Theatre company founded by Père (Father) Émile Legault and Francois Lavigne in 1937, source of many of the country's great actors and directors.

According to Father Legault's memories of the time, the era was artistically vital, with music, painting and literature flourishing. He saw a hole for theatre and set out to fill it. "I had the taste," he wrote, "to once again haunt the great spaces of a stage. But mostly I fell prey to the irresistible passion for the invigoration the theatre provides; its repertory, its style of acting, its design, the primacy of poetry. In a Christian climate."

Here, in a nutshell, we have the guiding philosophy of the Compagnons. It wasn't long before some of the soon-to-be-great actors of the country were haunting that stage with Father Émile - Pierre Dagenais, Jean-Louis Roux, Jean Gascon, Georges Groulx, Guy Provost, Denise Pelletier and her brother Gilles, Hélène Loiselle, François Faucher, Jean Duceppe, Denise Morelle, Francois Lavigne - in an mixture of Molière, passion plays, Shakespeare, and the moderns too, Lorca, Giraudoux and Thornton Wilder among them.

Despite little funding and a thoroughly bizarre series of plays, the company had no shortage of admirers who felt something quite special was happening in Montreal. Critics from across Canada and Europe, French-speaking and English, began to talk about this energetic priest and his acolytes. The group began by performing in a hall in the Côte-des-Neiges district, then at the Salle du Gésu and finally, when they turned professional in 1948, in an Anglican church in Montreal's East End.

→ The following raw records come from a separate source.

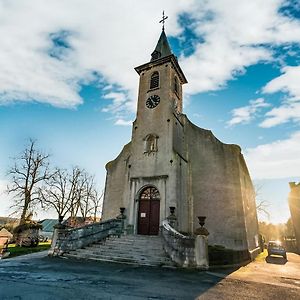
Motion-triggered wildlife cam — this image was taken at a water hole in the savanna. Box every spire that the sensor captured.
[150,30,172,61]
[151,11,172,61]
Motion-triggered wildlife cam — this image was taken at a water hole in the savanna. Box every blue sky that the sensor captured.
[1,0,300,224]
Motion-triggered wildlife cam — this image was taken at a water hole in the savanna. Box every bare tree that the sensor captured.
[78,173,95,219]
[39,168,72,223]
[72,172,102,222]
[7,140,52,225]
[39,165,103,225]
[255,183,270,220]
[90,189,103,222]
[68,167,83,220]
[39,166,96,223]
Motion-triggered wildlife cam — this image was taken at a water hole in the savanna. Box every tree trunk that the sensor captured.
[20,191,30,225]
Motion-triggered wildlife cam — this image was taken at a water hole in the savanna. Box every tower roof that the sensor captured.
[150,30,172,61]
[135,28,187,84]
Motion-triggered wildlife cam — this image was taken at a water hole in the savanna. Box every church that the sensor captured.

As these things go, the end of Les Compagnons was typical and inescapable. The bigger and less rough the company became, the more noticed and admired became its actors. Many went on to study and perform in France and Britain and to return to Canada stars and leaders of the business (a small cadre of them founded the Théâtre du Nouveau Monde and hired many of the same actors). Even as Father Legault was starting to get a grip on the art and create a core ensemble they were leaving. By 1952, the good Father saw the writing on the wall (and in the reviews) and brought a conclusion to this important period in Canadian theatre history.

Jean Louis-Roux wrote of the experience: "It is to [the Compagnons] that many of us owe what we are today; it was they who guided our first steps in our careers. We gave to the Compagnons the best of the best years of our youth."

A park in Montreal's Le Plateau district is named in the company's honour.